Sonra bir gün bizim bağlı olduğumuz İskoçya Büyük Locası’nın en büyük üstadı buraya geldi… Üst makama masonlukta obediyans denir. Bağlılığı, bağımlılığı ifade eden Fransızca bir kelimedir bu. Bizim o en büyük üstat bir İngiliz… Meğerse benden de gençmiş! Adamla karşılaşınca bir acayip oldum.

Ama ben masonlukta çok çalıştım çok şeyler bildim. Muhteşem sabırlı bir insan yaradılışın nedeni, tamamen mason yaradılıştandır. Masonlara ‘dinsiz’ derler… Her işin başında onların olduğunu söylerler. Bunlar komik iddialardır.

Masonluk her dine saygı gösterir. Nitekim Ramazanlar’da bizim biraderlerin neredeyse dörtte üçü oruçlu olduğu için locadaki buluşmaların saatini öne alırdık. Konuşmaları da uzatmamaya bakardık. Kasıt buluşmamız erken bitsin ki biraderler de alt salondaki iftar sofrasına yetişebilsin.

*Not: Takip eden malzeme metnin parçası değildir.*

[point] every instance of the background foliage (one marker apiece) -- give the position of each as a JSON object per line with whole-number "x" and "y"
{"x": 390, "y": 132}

Geçmişe baktığımızda da masonlar arasında padişahlar vardır, şeyhülislamlar vardır… İlk mason olacağın müddet insanı oraya gözü kapalı getirirler. Kimileri varsayır ki masonluğun koşulu Allah’a ve dine inanmamaktır. Kendisine bu mevzuda sual sorulur. Yanıt, ‘Ben Allah’ tanımıyorum, dine inanmıyorum’ olursa bunlar hemen yeniden gözü kapalı olarak binadan çıkartılırlar. Bir daha da gelemezler.

Allah’a inanmayan, dini tanımayan insan mason olamaz. Ama yalnızca kendi dinine değil, Allah’ın birliğine inanan, her dine saygı göstereceksin. Zati Müslümanlığın koşulu da bu değil mi? Biz, her dine saygılıyızdır.”